Cultura

La consolidación de la Torre de Pajarete cumple la normativa

  • La Delegación de Cultura reconoce que la obra se ha ejecutado tarde pero acorde al proyecto que ha sido aprobado por la Junta

La consolidación integral que ha sufrido la Torre de Pajarete, único vestigio semiderruido que quedaba del Castillo de Matrera, puede gustar más o menos, pero cumple la Ley de Patrimonio Histórico.

El proyecto en el que el arquitecto Carlos Quevedo -experto en este terreno- lleva cinco años trabajando, "cumple con la normativa que implica ser un BIC. Un proyecto que se presentó y se ha ejecutado tal y como fue aprobado y con los materiales adecuados", añaden fuentes de la Delegación Provincial de Cultura, desde donde reconocen que "las obras han ido tarde, pero han ido" .

Así, según consta en la Ley andaluza, se debe evitar reconstruir, salvo si se utilizan partes originales, que no es el caso, "y si se añadiesen materiales o partes indispensables, las adiciones deberán ser reconocibles y evitar confusiones miméticas".

Otra cuestión distinta es el impacto visual que ha podido provocar o el abandono al que ha sido sometida esta torre del siglo XIII, un monumento que fue declarado BIC por la Junta de Andalucía en 1940 y que se encuentra en terreno privado. Así, es el propietario quien debe mantenerlo, y la administración autonómica velar por ello. Pero no fue así, de modo que este abandono desembocó en el derrumbe de buena parte de su estructura el pasado año 2013, concretamente de las tres plantas y las bóvedas del edificio, así como del muro norte, que se cayó en su totalidad y el del oeste, que permaneció pero de manera parcial. Sólo quedó en pie el de la zona sur que da al patio de armas.
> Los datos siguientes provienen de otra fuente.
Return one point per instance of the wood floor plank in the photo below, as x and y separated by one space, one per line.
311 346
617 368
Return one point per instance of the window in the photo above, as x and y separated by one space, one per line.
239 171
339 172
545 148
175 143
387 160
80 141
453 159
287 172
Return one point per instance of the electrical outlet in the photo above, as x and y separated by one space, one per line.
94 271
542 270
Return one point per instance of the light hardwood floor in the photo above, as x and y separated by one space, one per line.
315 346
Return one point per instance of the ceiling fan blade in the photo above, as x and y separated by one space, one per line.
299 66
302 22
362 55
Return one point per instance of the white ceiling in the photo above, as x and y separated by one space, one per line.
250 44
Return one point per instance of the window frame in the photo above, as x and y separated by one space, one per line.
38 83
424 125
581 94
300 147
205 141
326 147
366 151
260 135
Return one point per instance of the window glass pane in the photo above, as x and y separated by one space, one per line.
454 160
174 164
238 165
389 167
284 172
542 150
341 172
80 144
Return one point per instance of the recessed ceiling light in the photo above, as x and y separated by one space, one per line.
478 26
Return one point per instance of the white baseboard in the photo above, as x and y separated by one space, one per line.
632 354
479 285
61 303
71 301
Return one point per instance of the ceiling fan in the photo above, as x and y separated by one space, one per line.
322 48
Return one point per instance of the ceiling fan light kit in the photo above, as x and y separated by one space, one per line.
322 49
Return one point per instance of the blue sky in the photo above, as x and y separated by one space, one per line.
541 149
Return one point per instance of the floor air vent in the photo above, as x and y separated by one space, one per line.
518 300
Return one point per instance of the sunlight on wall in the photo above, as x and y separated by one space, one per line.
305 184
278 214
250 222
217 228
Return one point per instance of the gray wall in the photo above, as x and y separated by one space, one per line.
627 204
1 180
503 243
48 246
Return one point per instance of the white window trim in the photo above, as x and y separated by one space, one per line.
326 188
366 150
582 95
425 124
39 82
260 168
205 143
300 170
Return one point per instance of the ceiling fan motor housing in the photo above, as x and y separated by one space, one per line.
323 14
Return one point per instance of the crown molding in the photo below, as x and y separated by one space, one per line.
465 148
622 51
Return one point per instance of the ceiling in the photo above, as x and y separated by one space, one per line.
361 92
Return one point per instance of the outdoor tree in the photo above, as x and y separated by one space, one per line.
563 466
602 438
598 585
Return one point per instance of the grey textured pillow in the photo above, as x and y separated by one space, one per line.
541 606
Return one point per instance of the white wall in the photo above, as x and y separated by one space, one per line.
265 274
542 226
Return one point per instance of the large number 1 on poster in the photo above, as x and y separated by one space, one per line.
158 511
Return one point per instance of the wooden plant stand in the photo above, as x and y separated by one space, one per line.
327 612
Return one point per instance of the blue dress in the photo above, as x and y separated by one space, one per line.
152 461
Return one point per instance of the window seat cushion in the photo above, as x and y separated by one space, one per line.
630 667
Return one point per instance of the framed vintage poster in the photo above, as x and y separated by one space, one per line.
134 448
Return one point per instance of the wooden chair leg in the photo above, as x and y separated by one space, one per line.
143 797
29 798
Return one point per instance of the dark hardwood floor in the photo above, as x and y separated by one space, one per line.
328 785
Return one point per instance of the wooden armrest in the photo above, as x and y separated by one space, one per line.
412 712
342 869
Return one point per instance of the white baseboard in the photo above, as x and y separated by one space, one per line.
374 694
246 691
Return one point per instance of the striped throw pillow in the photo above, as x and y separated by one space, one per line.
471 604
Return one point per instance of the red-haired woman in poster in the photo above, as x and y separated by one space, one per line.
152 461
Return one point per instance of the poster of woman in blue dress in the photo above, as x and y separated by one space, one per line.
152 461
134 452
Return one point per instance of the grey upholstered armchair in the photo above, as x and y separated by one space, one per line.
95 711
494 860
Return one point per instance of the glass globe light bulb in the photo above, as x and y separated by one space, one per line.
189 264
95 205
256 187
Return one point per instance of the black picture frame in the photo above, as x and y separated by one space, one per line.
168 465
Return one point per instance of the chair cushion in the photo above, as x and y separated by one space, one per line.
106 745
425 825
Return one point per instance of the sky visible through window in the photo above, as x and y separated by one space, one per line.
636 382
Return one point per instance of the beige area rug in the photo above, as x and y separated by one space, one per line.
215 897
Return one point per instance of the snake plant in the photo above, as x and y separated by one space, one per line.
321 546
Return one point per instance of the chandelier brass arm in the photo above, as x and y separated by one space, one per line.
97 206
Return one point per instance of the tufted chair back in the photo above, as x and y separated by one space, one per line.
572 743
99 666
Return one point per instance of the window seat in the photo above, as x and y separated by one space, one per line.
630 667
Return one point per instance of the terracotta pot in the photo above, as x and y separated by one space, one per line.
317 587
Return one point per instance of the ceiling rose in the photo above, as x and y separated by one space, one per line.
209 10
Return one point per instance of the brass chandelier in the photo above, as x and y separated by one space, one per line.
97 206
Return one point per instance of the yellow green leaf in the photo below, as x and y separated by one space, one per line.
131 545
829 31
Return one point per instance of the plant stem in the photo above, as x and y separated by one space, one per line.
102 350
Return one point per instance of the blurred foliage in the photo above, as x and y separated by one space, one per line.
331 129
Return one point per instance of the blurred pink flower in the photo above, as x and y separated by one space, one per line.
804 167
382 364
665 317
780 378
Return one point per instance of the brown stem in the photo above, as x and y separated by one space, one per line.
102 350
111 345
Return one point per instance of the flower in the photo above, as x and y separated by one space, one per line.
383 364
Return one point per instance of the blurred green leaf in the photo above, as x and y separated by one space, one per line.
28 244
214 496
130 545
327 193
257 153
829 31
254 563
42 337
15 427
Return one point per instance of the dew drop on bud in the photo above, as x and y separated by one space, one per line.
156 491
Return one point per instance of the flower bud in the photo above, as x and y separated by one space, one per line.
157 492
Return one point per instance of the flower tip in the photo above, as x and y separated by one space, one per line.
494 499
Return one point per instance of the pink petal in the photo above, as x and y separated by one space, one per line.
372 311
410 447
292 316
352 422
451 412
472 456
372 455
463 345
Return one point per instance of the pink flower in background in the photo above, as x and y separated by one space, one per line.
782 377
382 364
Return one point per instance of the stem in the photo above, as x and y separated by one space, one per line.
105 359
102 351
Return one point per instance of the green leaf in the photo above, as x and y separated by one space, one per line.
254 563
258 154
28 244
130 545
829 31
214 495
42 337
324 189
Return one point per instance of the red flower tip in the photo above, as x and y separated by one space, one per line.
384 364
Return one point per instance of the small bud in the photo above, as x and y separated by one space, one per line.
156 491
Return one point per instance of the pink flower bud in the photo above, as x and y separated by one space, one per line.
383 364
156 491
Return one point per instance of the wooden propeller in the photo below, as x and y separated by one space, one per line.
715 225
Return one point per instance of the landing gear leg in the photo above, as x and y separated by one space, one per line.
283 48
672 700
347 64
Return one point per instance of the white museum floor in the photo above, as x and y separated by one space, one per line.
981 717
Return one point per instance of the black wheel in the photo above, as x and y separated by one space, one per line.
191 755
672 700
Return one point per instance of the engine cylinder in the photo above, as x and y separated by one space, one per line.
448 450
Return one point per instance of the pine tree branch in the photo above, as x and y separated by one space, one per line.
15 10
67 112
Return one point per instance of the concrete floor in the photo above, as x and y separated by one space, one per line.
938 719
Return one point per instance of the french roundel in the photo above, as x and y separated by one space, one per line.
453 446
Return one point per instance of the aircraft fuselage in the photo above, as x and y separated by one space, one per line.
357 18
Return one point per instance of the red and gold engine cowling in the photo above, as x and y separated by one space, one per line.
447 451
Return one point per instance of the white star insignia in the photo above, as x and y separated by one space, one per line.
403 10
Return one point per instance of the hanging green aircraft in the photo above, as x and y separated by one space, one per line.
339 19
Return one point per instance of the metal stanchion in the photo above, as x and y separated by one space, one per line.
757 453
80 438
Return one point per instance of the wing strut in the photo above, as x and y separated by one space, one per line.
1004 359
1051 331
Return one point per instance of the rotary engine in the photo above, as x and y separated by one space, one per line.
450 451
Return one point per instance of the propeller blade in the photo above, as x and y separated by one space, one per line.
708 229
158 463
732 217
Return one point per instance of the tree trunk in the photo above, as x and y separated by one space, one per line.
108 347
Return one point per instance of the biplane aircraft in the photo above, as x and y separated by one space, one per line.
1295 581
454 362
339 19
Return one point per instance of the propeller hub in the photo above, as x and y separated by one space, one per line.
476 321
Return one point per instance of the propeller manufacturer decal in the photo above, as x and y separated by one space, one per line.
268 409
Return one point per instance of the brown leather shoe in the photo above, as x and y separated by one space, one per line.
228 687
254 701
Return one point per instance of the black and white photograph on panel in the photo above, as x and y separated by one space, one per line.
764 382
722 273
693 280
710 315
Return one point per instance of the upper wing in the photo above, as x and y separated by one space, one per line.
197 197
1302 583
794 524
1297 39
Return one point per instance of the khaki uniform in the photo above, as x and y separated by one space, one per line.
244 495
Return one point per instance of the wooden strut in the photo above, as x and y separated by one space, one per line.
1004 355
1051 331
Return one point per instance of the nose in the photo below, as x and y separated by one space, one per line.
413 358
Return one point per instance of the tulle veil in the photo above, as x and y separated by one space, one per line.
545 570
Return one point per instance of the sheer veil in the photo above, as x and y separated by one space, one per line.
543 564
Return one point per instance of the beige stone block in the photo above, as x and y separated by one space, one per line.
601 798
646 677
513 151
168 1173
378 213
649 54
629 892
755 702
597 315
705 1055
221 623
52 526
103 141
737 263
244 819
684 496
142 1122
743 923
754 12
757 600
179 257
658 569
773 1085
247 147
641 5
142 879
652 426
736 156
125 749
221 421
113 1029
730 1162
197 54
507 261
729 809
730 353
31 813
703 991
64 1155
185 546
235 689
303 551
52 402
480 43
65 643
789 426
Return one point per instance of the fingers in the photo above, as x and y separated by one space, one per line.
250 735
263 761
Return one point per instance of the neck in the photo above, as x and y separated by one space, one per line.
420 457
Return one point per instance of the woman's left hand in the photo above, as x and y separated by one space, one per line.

En aquel momento ya se había presentado dos años atrás por parte de la propiedad -que ha costeado la obra- un plan de conservación para su mejora, con una inversión que rondaba los 100.000 euros. Un expediente que en aquel abril de 2013 estaba aún en tramitación y a la espera de recibir la autorización ambiental para iniciar estas obras, que ya llegaban tarde. De hecho, el arquitecto tuvo que rehacer el proyecto para actuar sobre los restos del ruinoso monumento, cuyo estado lamentable puede verse en la foto adjunta.

Hay que recordar que desde mediados de los años 90 las sucesivas corporaciones municipales de Villamartín han advertido con informes de los peligros estructurales que tenía la edificación. De hecho, se alertó en 2005 a la Junta de Andalucía del estado lamentable de la fortificación.

Por su parte, el arquitecto se ha mostrado "sorprendido" con la repercusión mediática de su proyecto. "No es la primera intervención de este tipo, no sé por qué tanto bombo con ésta". Intervención que ha defendido por su rigor.

Esta polémica ha surgido tras la aparición de este emblema de Villamartín en medios nacionales e incluso internacionales, a raíz de un artículo aparecido en la web de la Asociación de Defensa del Patrimonio Hispania Nostra, en el que se critica duramente esta intervención.